No benefit in terms of disease-free or overall survival seen for those with muscle-invasive bladder cancer undergoing radical cystectomy

For patients with localized muscle-invasive bladder cancer undergoing radical cystectomy, extended lymphadenectomy (LND) is not associated with improved disease-free or overall survival, according to a study presented at the annual meeting of the American Society of Clinical Oncology, held from June 2 to 6 in Chicago.

Seth P. Lerner, M.D., from the Baylor College of Medicine in Houston, and colleagues compared ELND with standard LND (SLND) among patients with localized muscle-invasive bladder cancer undergoing radical cystectomy. After intraoperative exploration determined that patients did not have disease outside the pelvis, patients received standard bilateral pelvic LND, including external and internal iliac and obturator lymph nodes; those randomly assigned to the experimental arm underwent additional ELND up to at least the aortic bifurcation, including common iliac, presciatic, and presacral nodes. Overall, 618 eligible patients were randomly assigned to ELND or SLND (292 and 300, respectively). Both groups were followed for a median of 6.1 years.
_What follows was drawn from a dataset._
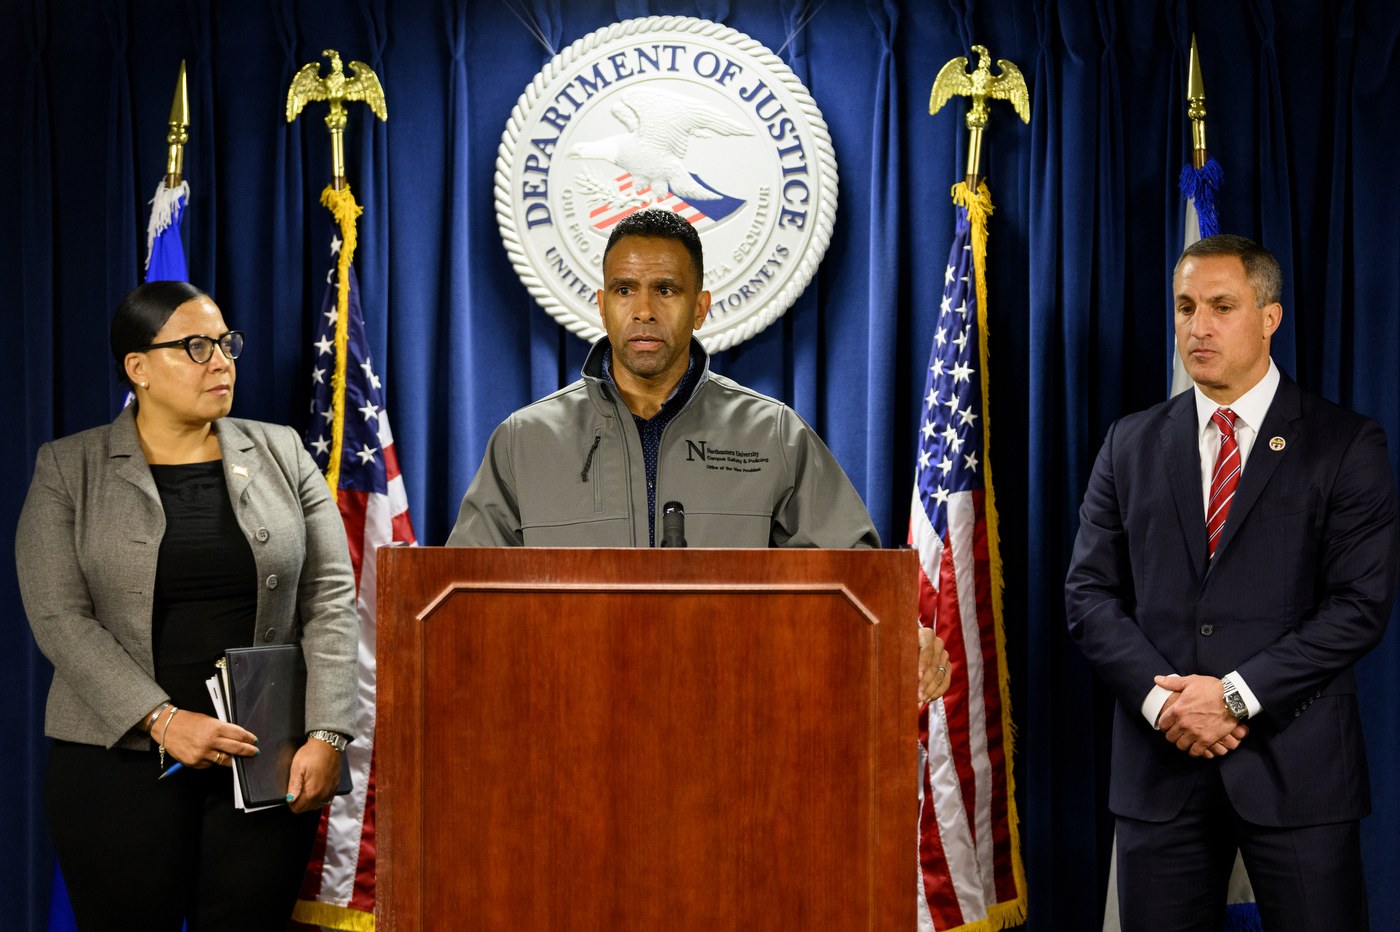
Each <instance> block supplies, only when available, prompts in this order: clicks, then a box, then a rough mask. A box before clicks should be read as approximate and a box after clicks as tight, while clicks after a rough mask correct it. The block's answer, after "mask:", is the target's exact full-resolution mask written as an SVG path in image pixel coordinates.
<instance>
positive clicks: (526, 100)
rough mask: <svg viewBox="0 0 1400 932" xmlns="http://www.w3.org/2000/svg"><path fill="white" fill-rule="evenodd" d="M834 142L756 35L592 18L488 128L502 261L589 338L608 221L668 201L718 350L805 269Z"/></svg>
mask: <svg viewBox="0 0 1400 932" xmlns="http://www.w3.org/2000/svg"><path fill="white" fill-rule="evenodd" d="M836 189H837V181H836V155H834V153H833V151H832V139H830V136H829V134H827V132H826V120H823V119H822V112H820V111H819V109H818V108H816V104H815V102H813V101H812V95H811V94H808V91H806V88H805V87H802V83H801V81H799V80H798V78H797V76H795V74H792V71H791V69H788V67H787V66H785V64H784V63H783V60H781V59H778V57H777V56H776V55H773V53H771V52H770V50H769V49H766V48H764V46H763V45H760V43H759V42H756V41H755V39H750V38H749V36H746V35H743V34H742V32H736V31H735V29H731V28H728V27H724V25H720V24H717V22H710V21H708V20H696V18H693V17H648V18H644V20H627V21H624V22H615V24H613V25H610V27H608V28H605V29H598V31H596V32H592V34H589V35H587V36H584V38H582V39H580V41H577V42H574V43H573V45H571V46H568V48H567V49H564V50H563V52H560V53H559V55H557V56H554V59H553V60H552V62H550V63H549V64H547V66H545V69H543V70H542V71H540V73H539V74H536V76H535V80H533V81H532V83H531V84H529V87H526V88H525V92H524V94H522V95H521V98H519V102H518V104H517V105H515V109H512V111H511V119H510V120H508V123H507V125H505V132H504V133H503V134H501V147H500V153H498V157H497V160H496V218H497V223H498V225H500V230H501V239H503V241H504V242H505V250H507V252H508V253H510V256H511V262H512V263H514V266H515V271H517V273H518V274H519V277H521V281H522V283H524V284H525V287H526V288H528V290H529V292H531V294H532V295H533V297H535V299H536V301H538V302H539V304H540V306H543V308H545V309H546V311H549V313H552V315H553V316H554V318H556V319H557V320H559V322H560V323H563V325H564V326H566V327H568V329H570V330H573V332H574V333H577V334H578V336H581V337H584V339H585V340H589V341H591V340H595V339H596V337H599V336H602V333H603V327H602V318H601V316H599V311H598V288H601V287H602V256H603V248H605V246H606V245H608V235H609V234H610V232H612V228H613V225H615V224H616V223H617V221H619V220H622V218H623V217H626V216H627V214H631V213H636V211H638V210H643V209H647V207H662V209H668V210H673V211H675V213H678V214H680V216H682V217H685V218H686V220H689V221H690V223H692V224H694V228H696V231H699V234H700V241H701V242H703V243H704V256H706V270H704V285H703V287H704V288H707V290H708V291H710V292H711V295H713V301H711V305H710V316H708V319H707V320H706V323H704V327H703V329H701V330H700V333H699V336H700V340H701V343H704V346H706V348H707V350H710V351H717V350H727V348H729V347H731V346H735V344H736V343H741V341H743V340H748V339H749V337H750V336H753V334H755V333H757V332H759V330H762V329H763V327H766V326H769V325H770V323H773V322H774V320H776V319H777V318H778V316H781V315H783V312H784V311H787V309H788V308H790V306H791V305H792V302H794V301H795V299H797V297H798V295H799V294H802V290H804V288H806V284H808V283H809V281H811V280H812V276H813V274H815V273H816V267H818V264H819V263H820V262H822V256H823V255H825V253H826V245H827V242H829V241H830V236H832V223H833V220H834V218H836Z"/></svg>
The researchers found that the median number of lymph nodes removed was higher in the ELND versus SLND arm (41 versus 25), but no difference was seen in node metastasis (26 versus 24 percent). More patients undergoing ELND had N2 or N3 disease. Compared to SLND, ELND was associated with an increase in grade 3 to 4 adverse events (16 versus 8 percent). Deaths within 90 days of radical cystectomy occurred in 4.4 percent of patients (16 in ELND arm and nine in SLND arm). There was no significant difference observed between the groups in disease-free or overall survival.

“Extended lymphadenectomy is considered a standard of care and is increasingly used,” Lerner said in a statement, “especially for patients with locally advanced bladder cancer, who have a higher risk of lymph node metastases.”

Several authors disclosed ties to the biopharmaceutical and medical technology industries.